Derrière les braconniers d'ivoire, les pollutions sauvages, les pêcheurs illégaux ou les escroqueries aux quotas-carbone, il y a souvent de puissantes mafias internationales, assurent policiers et experts.

Elles ont trouvé dans l'environnement un secteur fructueux, mal surveillé, relativement peu risqué, pour lesquels les rendements rivalisent avec ceux de leurs activités traditionnelles.

«Les criminels dans ce secteur sont très organisés», explique à l'AFP à Doha, en marge de la 79ème Assemblée générale d'Interpol, David Higgins, du programme Crimes environnementaux de l'organisation policière internationale.

«Leurs crimes, que ce soit contre l'environnement, les espèces sauvages ou la pollution, les font franchir sans arrêt des frontières internationales», ajoute-t-il.

À sa grande satisfaction, Interpol a adopté le 8 novembre une résolution soutenant la Convention sur le commerce international des espèces sauvages menacées (CITES). Elle demande aux policiers du monde de se mobiliser contre les «atteintes à l'environnement».

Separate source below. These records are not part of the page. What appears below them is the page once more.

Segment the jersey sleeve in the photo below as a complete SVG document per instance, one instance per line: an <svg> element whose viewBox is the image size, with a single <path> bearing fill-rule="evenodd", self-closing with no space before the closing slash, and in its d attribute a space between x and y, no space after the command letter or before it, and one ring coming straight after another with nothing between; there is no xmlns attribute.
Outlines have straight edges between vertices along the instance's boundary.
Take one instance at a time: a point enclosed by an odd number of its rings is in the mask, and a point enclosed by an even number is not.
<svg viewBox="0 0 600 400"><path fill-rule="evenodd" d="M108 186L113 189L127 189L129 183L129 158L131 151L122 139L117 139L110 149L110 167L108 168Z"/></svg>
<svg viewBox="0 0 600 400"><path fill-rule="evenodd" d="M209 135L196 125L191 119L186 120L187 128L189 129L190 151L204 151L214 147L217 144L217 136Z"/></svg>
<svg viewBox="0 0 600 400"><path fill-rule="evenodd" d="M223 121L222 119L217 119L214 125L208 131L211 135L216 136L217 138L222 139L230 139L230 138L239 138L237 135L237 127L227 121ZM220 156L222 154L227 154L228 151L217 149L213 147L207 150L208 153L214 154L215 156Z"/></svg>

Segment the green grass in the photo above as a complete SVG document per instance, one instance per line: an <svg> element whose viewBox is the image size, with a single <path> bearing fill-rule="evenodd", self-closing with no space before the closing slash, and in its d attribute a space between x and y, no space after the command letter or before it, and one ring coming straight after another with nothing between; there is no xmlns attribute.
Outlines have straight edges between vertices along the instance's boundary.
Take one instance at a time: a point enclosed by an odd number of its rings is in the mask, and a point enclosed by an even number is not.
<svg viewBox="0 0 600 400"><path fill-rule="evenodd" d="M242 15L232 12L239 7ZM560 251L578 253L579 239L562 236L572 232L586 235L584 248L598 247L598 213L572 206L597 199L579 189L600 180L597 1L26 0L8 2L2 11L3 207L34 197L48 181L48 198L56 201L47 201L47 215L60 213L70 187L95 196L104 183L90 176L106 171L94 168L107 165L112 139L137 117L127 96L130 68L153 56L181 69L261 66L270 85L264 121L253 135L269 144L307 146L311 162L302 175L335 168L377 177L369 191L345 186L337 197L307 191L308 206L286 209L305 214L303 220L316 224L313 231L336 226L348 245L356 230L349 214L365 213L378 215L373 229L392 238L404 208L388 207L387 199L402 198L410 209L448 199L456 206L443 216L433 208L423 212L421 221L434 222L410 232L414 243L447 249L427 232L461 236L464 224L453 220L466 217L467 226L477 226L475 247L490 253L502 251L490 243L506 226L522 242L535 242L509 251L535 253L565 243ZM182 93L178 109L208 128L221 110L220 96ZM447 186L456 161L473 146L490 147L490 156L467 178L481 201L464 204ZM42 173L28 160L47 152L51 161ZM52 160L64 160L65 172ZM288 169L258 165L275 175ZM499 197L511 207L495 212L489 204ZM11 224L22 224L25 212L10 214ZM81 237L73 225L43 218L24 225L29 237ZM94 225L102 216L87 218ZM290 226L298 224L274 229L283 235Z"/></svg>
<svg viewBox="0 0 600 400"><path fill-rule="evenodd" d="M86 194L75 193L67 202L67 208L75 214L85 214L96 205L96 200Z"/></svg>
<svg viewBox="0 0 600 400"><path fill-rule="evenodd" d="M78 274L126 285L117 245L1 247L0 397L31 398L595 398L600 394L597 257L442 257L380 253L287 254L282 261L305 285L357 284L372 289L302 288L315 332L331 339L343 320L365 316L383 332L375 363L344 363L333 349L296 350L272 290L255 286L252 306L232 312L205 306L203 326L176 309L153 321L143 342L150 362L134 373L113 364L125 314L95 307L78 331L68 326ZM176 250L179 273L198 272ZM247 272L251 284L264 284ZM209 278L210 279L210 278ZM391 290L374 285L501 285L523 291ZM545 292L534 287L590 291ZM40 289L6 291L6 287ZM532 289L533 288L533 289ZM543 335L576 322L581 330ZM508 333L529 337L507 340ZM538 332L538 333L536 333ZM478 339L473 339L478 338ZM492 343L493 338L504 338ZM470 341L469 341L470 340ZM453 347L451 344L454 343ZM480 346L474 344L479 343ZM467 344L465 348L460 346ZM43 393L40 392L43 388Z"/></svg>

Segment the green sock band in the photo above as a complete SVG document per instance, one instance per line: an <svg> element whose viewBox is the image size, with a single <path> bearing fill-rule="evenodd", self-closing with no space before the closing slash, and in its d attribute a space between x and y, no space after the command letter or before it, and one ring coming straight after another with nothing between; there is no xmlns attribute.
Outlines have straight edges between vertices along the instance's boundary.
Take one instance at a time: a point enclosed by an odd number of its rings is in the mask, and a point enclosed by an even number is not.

«Cela veut dire que ces crimes doivent désormais être pris au sérieux», ajoute-t-il. «Les chefs des polices ont admis que cela était lié à la criminalité organisée».

Cela fait plus de quinze ans que John Sellar, ancien policier écossais qui dirige la lutte contre la criminalité verte à la CITES attendait ce moment.

«Les gens imaginent mal les sommes en jeu, uniquement dans les trafics d'espèces sauvages», dit-il. «Ils croient encore trop souvent que ce sont des braconniers locaux qui vont en forêt et tirent sur ce qu'ils trouvent, alors qu'il s'agit de réseaux de criminels professionnels, qui tuent ou capturent des animaux à grande échelle».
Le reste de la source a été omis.